If you have already made up your mind about the new iPhone, however, you should think again. Because whatever the opinion you hold about the new iPhone, it's wrong.

We've just spent two weeks with Apple's flagship device, and we think we're able to prove both that it's the greatest phone ever made, and that nobody in their right mind should buy one.

In a two-part special, we're about to prove that you're wrong. Either way.

PART ONE: WHY YOU'RE WRONG TO DISMISS THE NEW IPHONE

DESIGN:The iPhone 5 is objectively the most beautiful phone in the world.
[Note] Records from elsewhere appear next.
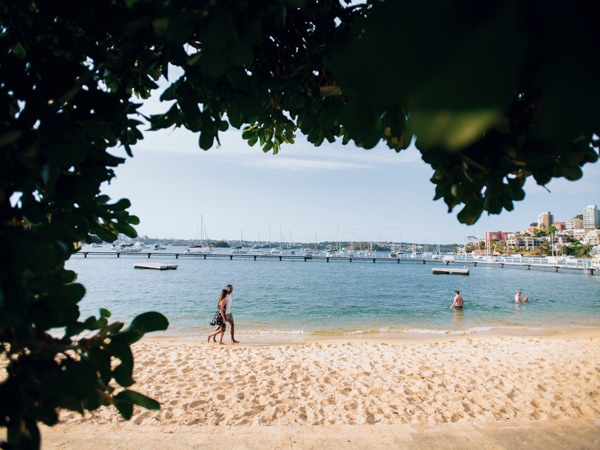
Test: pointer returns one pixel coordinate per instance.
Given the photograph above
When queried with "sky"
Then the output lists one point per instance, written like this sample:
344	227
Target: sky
310	194
307	194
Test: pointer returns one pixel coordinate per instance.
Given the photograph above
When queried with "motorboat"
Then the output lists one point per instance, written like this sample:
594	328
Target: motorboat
199	249
134	247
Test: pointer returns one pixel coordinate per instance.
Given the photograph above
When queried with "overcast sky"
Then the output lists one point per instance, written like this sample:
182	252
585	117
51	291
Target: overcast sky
308	194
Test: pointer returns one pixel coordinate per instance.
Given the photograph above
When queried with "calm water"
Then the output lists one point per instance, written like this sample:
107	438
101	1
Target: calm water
275	299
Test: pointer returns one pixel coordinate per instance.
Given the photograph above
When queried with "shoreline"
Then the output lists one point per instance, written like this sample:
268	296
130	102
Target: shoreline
388	388
282	338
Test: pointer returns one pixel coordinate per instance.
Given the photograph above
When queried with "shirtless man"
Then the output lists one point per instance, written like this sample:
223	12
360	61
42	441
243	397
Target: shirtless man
458	302
519	299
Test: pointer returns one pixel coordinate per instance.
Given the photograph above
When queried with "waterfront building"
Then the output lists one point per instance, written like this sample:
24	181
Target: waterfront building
591	217
574	224
545	219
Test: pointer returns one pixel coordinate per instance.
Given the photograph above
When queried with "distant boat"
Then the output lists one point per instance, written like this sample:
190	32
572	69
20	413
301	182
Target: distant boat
204	246
128	248
449	271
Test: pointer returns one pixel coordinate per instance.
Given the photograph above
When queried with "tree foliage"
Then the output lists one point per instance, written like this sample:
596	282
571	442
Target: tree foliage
492	93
The pre-release (leaked) blurry pics of the iPhone 5 made it appear like nothing more than a rehash of the iPhone 4. But while it is clearly an evolution of that design, it is far more impressive in person. It's visibly thinner than the old iPhone, and visibly more beautiful in a stark, straightforward, confident sort of way than any of its competitors. The two-tone matte-shiny backplate is pleasant to hold, and every design detail feels like it's cut from marble. You might think you prefer the sleek, curvy look of a GS3, or the bright primary colours of a Nokia 920, but the iPhone 5 is the only device on the market which feels like it's literally cut by lasers from a meteorite.

MAPS: Apple Maps are actually really great.

Prefaced with all due sense of caution, since it is a matter of record that Apple's Maps (included in iOS6 and the iPhone 5) are a mess of bad data, missing locations and embarrassing bloopers, let's offer a counter argument: they're also quicker, far less data-intensive, more intuitive and more feature-rich than the previous generation of iOS Maps.

The loss of Street View is not trivial, but neither is the addition of turn-by-turn and, yes, even the flashy Flyover 3D buildings mode. Even putting Apple's promise of incremental updates to their data set aside, Maps are not the disaster that you think they are. By the middle of your next contract, they might even be better than their rivals.

SCREEN:The taller iPhone 5 screen is amazing.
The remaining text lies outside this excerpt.